シンプルマイナス

シンプルに生きるアラサー主婦。 夫と二人暮らしの出不精主婦。内向的。 シンプルに好きな物と好きな人にだけ囲まれて生きると決めました。 布とミシンと猫とビールが好き。 ミニマリスト。

吉本ばななさんの“キッチン”を読みました。

こんにちは、マイ(@simpleminus )です。

 

最近時間があれば読書をしています。二日に一冊くらいのペースで読んでいるので、今までの私に比べて結構な数の本を読んでいます。どの本も素敵だなと思うのですが、最近読んで一番感動した本は吉本ばななさんの“キッチン”でした。

 

 

キッチン (角川文庫)

キッチン (角川文庫)

 

 

実は吉本ばななさんの本を読むのは初めてのこと。
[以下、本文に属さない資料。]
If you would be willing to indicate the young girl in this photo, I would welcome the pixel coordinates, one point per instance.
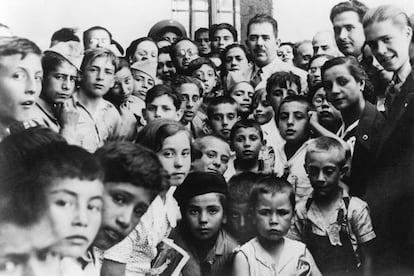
(344, 81)
(272, 202)
(172, 143)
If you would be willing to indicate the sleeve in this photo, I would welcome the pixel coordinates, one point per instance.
(361, 222)
(122, 251)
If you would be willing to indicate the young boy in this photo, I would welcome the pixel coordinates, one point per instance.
(133, 177)
(20, 81)
(210, 154)
(279, 86)
(202, 201)
(333, 225)
(99, 120)
(294, 127)
(161, 102)
(191, 90)
(239, 218)
(246, 139)
(222, 115)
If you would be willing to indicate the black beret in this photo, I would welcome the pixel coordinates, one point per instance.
(198, 183)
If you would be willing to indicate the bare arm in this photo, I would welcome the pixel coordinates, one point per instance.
(112, 268)
(240, 265)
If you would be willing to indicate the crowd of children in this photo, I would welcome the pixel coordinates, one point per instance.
(209, 157)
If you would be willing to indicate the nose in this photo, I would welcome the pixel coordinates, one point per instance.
(81, 216)
(124, 217)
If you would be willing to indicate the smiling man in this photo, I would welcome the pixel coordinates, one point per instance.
(263, 42)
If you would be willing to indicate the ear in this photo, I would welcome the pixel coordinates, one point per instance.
(180, 114)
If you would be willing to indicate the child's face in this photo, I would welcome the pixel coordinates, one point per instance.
(277, 94)
(273, 215)
(223, 119)
(242, 93)
(124, 84)
(185, 51)
(165, 66)
(142, 83)
(294, 122)
(58, 86)
(314, 72)
(20, 85)
(389, 43)
(208, 76)
(324, 172)
(247, 143)
(204, 43)
(263, 111)
(240, 222)
(236, 60)
(191, 100)
(204, 215)
(29, 248)
(124, 205)
(222, 38)
(175, 157)
(326, 112)
(162, 107)
(215, 156)
(98, 77)
(146, 50)
(75, 208)
(343, 90)
(285, 53)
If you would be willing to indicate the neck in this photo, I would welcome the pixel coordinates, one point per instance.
(353, 113)
(246, 164)
(91, 103)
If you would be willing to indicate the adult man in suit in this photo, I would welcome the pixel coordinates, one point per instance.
(390, 192)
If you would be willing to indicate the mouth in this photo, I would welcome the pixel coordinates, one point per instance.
(77, 239)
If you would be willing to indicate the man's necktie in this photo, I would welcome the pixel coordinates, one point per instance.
(257, 77)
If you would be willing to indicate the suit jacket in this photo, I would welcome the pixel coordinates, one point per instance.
(390, 191)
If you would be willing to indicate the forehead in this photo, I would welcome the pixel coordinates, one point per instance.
(204, 200)
(293, 107)
(264, 28)
(225, 108)
(77, 187)
(185, 44)
(189, 89)
(140, 194)
(247, 131)
(345, 18)
(99, 33)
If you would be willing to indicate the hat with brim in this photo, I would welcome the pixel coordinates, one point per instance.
(166, 25)
(148, 67)
(71, 50)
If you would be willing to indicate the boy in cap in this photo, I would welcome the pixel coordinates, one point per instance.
(202, 200)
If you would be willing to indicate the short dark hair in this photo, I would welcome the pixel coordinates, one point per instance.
(271, 185)
(263, 18)
(86, 33)
(180, 80)
(65, 34)
(18, 46)
(217, 101)
(222, 26)
(350, 5)
(246, 123)
(130, 51)
(160, 90)
(281, 79)
(240, 186)
(132, 163)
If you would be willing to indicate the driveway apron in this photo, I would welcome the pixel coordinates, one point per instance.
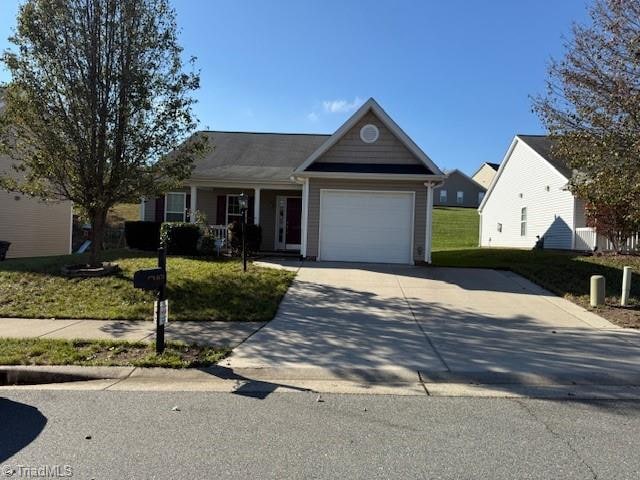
(342, 320)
何気なく“キッチン”という題名に惹かれ、ページをめくって最初の一行を見て好きだなと思いました。今までどうして手に取ることがなかったのだろう?と不思議なくらい。題名を見て、お料理に関する本なのだろうか?なんて思いながら読み始めた私の勘は外れていました。

 

身近な人の死。残された者は死とどうやって向き合っていくのか。そしてどう生きていくのか。悲しい。もちろん悲しいのだけれど、当たり前のように時は流れる。そして、人の死によってもたらされる出会いもある。身近な人の死がテーマなので暗く憂鬱な感じになるのかな?とも思いましたが、そんなことはなくて。吉本ばななさんの紡ぐ言葉、情景の描写が本当に美しいのです。

 

 

また、人間関係の描写がとても美しく描かれていることもこの本の魅力でした。相手との距離感、ちょっとした会話からそれぞれの人間関係が少しずつ変化していく様がもどかしくも美しい。直接的な関係の描写はないのに、それぞれの人間関係の変化が手に取るように分かりページをめくる手が止まりませんでした。

 

一つ、とても好きな場面があります。主人公のみかげが夢を見ます。その夢は、引き払った前の家のキッチンのシンクを磨いているという夢。住んでいる時はキッチンの床の色が嫌いだったのに、いざ引き払ってしまうととてつもなく愛おしいものに思えた。そしてその床を友人が一生懸命拭いてくれている。

 

言葉にしてしまうとなんてことないような場面になってしまいますが、主人公みかげの心の変化と、友人との関係の変化が見て取れる、私の大好きな場面です。今朝読み終わったのですが、午前中家事もそこそこにもう一度読み直してしまいました。

 

吉本ばななさんの紡ぐ言葉は優しく、あっという間に世界に引き込まれてしまいます。次はこの本を読んでみようかな。

 

切なくそして幸せな、タピオカの夢

切なくそして幸せな、タピオカの夢

 

 

表紙のこの文が好き。

 

人生は一度しかなく、なるべく幸せでいた方がいい。なるべく愛する人と、美味しく食べた方がいい

  

もうこの文だけで幸せになれますね。結局幸せってこういうことだよねなんて気持ちになれそうな本。読むのが楽しみです。